The man tilts his head. "Who do you want me to be?"




Oh.

When Adam touches the bubble, he thinks, he's in love with me and watches a future unfold in the palm of his hand.

This is who I want him to be.




The room behind him is achingly silent, as it's always been, when Adam opens the door.




"What you take," she says softly, "must want to be kept."

Adam nods as the future pours out before him. "This time, he knows he'll never want anything else."




Adam leans against the open doorway and stares at Kris still kneeling pitifully by the remains of his guitar on their living room floor and fights down the urge to laugh. He really doesn't want to sleep on the couch tonight. "I think it's dead, baby."
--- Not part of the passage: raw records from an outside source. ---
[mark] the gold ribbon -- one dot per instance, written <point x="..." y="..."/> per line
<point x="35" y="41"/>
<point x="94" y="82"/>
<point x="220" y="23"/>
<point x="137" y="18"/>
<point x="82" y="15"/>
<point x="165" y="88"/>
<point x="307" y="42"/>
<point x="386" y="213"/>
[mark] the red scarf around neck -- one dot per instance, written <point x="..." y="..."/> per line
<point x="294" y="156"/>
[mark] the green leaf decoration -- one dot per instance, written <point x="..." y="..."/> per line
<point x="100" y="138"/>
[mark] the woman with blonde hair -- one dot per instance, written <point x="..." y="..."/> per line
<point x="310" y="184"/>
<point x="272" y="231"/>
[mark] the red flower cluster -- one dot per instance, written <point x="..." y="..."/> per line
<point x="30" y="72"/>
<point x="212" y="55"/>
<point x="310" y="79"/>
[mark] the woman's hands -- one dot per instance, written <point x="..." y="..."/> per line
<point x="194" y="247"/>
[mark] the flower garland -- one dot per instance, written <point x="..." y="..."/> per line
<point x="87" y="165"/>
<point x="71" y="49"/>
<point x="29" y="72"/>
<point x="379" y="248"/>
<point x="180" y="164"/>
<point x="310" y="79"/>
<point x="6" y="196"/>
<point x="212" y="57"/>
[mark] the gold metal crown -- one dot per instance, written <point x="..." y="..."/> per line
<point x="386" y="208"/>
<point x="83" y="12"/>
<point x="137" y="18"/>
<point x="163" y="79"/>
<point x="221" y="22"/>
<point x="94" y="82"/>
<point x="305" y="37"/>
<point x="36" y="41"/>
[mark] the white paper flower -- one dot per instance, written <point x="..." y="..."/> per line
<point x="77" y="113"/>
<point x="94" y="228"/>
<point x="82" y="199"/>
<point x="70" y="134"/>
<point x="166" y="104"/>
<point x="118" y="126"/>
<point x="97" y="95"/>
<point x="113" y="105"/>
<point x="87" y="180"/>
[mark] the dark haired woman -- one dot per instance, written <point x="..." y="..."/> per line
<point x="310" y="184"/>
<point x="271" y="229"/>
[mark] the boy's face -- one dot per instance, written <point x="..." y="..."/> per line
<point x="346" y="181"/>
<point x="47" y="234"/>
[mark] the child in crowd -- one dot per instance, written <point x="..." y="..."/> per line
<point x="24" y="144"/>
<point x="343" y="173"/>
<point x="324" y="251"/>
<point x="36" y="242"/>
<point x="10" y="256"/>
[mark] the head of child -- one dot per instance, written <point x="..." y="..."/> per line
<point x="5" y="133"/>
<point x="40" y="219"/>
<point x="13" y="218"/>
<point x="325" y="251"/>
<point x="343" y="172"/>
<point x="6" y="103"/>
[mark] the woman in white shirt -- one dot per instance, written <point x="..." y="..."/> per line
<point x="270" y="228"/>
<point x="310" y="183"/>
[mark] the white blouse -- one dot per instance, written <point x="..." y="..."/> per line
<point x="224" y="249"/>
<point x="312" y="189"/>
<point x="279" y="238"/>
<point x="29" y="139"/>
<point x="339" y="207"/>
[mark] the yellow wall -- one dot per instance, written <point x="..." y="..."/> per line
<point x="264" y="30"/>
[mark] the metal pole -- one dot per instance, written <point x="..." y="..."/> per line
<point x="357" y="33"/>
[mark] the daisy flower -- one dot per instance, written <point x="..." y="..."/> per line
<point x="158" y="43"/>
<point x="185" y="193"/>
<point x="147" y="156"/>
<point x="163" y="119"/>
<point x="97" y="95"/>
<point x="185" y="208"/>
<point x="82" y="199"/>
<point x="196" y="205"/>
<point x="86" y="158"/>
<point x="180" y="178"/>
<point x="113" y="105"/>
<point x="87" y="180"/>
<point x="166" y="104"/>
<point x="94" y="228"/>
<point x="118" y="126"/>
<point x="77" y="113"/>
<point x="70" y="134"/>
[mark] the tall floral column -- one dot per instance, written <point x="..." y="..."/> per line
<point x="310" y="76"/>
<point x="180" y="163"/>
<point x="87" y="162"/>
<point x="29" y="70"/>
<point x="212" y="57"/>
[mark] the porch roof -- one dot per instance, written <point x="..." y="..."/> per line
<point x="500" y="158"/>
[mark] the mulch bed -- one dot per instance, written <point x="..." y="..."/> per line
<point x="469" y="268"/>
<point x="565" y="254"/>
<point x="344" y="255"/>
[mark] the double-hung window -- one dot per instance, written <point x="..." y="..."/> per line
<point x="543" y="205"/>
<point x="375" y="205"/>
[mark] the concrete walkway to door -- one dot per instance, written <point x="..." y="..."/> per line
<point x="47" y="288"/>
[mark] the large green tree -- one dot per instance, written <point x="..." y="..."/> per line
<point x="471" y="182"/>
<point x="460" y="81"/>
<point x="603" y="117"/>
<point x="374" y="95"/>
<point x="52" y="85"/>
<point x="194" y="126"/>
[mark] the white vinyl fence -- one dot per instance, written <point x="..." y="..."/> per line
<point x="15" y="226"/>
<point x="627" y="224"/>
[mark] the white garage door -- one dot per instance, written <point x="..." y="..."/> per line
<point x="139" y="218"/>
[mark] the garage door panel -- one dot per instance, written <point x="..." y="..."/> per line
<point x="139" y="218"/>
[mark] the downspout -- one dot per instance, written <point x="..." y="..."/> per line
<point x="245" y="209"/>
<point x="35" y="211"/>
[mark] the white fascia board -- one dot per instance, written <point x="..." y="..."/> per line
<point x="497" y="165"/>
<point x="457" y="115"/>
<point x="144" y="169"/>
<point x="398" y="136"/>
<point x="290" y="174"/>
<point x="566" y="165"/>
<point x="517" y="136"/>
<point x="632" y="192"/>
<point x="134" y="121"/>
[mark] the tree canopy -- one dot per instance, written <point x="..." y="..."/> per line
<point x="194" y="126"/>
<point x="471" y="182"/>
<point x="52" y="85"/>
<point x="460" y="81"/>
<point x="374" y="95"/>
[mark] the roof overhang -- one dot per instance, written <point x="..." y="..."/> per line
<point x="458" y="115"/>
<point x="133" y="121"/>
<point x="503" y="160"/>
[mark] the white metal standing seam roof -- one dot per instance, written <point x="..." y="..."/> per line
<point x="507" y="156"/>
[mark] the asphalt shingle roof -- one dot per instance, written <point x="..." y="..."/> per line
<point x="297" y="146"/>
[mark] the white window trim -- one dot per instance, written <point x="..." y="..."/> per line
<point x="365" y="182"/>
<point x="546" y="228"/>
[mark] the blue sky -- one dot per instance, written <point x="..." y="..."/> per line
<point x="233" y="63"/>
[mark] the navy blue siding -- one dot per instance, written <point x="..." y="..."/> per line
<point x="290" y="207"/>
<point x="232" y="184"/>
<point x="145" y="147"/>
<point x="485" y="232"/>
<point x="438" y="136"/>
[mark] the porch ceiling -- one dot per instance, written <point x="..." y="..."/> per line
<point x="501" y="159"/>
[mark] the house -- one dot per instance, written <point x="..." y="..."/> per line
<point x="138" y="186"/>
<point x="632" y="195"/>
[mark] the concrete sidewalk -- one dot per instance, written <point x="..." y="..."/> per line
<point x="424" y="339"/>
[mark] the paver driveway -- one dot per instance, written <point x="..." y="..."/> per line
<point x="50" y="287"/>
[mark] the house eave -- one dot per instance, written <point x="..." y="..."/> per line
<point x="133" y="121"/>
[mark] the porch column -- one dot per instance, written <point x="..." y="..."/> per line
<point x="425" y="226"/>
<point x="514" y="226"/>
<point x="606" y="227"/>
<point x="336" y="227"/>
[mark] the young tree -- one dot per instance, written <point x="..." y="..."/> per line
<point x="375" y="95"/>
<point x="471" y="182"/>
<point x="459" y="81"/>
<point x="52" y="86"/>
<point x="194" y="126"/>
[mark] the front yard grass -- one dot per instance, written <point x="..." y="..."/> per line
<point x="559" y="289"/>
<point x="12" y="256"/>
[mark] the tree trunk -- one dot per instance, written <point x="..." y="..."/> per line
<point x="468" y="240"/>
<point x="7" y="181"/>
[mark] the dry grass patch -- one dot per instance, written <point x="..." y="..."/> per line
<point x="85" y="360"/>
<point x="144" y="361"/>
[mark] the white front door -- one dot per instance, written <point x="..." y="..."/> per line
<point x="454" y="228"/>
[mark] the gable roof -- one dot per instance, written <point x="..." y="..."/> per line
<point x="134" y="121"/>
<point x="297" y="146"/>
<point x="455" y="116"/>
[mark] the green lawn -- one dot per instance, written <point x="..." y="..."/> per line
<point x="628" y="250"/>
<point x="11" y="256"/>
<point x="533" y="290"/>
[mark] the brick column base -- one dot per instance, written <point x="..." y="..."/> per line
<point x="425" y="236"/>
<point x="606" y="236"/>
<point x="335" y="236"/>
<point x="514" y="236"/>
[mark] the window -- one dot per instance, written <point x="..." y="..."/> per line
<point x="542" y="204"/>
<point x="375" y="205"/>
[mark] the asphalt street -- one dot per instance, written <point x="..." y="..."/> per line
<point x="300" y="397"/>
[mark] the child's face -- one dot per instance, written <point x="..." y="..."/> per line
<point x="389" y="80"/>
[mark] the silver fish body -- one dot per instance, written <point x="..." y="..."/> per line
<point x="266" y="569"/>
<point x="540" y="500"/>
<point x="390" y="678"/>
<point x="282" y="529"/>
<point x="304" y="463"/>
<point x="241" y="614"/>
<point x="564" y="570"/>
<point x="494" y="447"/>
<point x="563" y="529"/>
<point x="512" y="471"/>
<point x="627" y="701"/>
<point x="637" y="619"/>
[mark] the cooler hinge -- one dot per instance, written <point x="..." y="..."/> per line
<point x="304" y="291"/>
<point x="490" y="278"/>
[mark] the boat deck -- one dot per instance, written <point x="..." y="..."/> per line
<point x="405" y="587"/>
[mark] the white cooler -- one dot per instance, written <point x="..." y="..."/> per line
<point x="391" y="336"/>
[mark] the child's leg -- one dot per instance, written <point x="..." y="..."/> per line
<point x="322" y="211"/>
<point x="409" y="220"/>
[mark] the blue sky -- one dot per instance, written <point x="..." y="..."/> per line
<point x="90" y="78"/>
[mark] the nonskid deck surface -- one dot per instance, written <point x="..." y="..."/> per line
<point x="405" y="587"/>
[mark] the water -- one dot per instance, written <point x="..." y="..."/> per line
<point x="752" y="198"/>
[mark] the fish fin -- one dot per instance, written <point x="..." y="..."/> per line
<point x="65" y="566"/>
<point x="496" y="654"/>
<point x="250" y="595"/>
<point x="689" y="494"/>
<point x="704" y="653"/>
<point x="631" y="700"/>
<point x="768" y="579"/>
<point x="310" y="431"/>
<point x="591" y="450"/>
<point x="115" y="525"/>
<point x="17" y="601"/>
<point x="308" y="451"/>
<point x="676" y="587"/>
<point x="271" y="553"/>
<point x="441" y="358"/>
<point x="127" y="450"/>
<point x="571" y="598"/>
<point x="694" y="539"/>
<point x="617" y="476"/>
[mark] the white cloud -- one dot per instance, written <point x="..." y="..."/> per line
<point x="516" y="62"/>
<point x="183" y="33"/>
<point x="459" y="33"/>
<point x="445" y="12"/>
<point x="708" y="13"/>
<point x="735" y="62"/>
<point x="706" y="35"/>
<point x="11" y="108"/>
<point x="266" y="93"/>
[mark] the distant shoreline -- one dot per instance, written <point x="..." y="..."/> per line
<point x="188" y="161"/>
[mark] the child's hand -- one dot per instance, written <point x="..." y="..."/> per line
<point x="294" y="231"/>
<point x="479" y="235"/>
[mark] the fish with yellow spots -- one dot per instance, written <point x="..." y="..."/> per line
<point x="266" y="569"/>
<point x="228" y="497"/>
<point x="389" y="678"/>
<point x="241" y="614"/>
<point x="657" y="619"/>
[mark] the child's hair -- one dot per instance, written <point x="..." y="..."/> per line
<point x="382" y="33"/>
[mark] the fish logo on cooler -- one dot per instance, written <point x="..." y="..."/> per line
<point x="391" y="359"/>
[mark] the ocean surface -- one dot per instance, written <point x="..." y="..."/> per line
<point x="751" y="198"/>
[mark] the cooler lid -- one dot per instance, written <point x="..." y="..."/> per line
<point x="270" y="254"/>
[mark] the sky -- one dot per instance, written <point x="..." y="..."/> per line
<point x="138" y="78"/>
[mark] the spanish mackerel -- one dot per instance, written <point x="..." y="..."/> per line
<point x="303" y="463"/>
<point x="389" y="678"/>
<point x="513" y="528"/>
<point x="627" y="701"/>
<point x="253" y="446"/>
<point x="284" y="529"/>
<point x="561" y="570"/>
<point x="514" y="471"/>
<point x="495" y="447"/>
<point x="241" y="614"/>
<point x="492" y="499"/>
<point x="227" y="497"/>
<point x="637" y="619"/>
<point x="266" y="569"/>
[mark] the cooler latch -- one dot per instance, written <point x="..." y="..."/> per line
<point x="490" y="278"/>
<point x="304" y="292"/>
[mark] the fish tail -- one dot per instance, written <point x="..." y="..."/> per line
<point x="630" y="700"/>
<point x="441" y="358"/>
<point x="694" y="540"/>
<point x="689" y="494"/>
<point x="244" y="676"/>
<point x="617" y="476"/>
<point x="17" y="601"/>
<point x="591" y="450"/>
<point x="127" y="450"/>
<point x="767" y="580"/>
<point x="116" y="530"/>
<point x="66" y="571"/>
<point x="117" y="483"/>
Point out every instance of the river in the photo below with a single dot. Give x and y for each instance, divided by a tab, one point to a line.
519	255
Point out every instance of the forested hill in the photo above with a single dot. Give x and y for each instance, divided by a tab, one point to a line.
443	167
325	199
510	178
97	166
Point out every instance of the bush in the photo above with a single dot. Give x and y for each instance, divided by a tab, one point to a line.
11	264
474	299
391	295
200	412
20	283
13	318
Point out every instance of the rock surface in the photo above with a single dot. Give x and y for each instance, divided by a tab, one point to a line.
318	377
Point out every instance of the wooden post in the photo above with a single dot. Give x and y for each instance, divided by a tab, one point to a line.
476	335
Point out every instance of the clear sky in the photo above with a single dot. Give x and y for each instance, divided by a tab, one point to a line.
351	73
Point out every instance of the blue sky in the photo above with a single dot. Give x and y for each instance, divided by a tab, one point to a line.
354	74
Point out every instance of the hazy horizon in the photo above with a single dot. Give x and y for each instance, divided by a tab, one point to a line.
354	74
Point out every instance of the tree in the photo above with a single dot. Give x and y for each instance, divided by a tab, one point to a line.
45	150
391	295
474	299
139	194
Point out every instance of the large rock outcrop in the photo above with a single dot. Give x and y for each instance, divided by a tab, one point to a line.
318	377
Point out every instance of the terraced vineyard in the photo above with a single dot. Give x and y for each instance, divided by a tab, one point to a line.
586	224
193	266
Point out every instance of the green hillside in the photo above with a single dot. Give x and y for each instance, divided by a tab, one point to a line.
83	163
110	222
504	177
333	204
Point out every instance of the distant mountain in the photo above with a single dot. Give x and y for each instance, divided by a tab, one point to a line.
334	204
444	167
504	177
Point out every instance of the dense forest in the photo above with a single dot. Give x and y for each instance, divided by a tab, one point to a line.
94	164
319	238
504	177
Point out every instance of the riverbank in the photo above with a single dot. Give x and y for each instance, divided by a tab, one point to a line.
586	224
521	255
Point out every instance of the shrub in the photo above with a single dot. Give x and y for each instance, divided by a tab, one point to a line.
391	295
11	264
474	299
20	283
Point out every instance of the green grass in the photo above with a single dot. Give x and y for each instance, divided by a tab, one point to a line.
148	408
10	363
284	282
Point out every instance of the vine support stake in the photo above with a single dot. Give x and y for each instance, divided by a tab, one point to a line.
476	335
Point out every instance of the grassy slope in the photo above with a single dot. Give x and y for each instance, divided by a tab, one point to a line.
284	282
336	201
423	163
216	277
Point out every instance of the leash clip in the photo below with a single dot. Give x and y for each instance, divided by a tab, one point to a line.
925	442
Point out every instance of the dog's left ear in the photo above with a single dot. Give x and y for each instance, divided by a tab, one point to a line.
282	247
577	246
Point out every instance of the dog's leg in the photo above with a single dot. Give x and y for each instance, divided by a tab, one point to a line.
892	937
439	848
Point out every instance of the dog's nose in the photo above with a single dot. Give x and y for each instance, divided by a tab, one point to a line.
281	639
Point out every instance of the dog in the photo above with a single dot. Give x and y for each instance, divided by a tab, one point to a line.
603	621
Kris gives him a poisonous glare. "You're such a dick."

Adam grins back. "Happy anniversary to you, too."

Ignoring him, Kris picks up the pieces and piles them on the coffee table. Controlling himself with an effort, Adam goes to grab a trash bag from under the sink, dropping it on the floor before pulling Kris into a kiss, slow and lush and achingly sweet. Kris smiles into the kiss, nipping his lip before he pulls back. "I knew there was a reason I married you."

Smirking, Adam pushes Kris down onto the couch, turning over his hand, guitar calluses rough against his fingers as he checks to see if there are any splinters left. Glancing at the pile of wood, Adam shakes his head. "So exactly what happened to it again?"

Kris frowns at it in bewilderment. "I really don't know."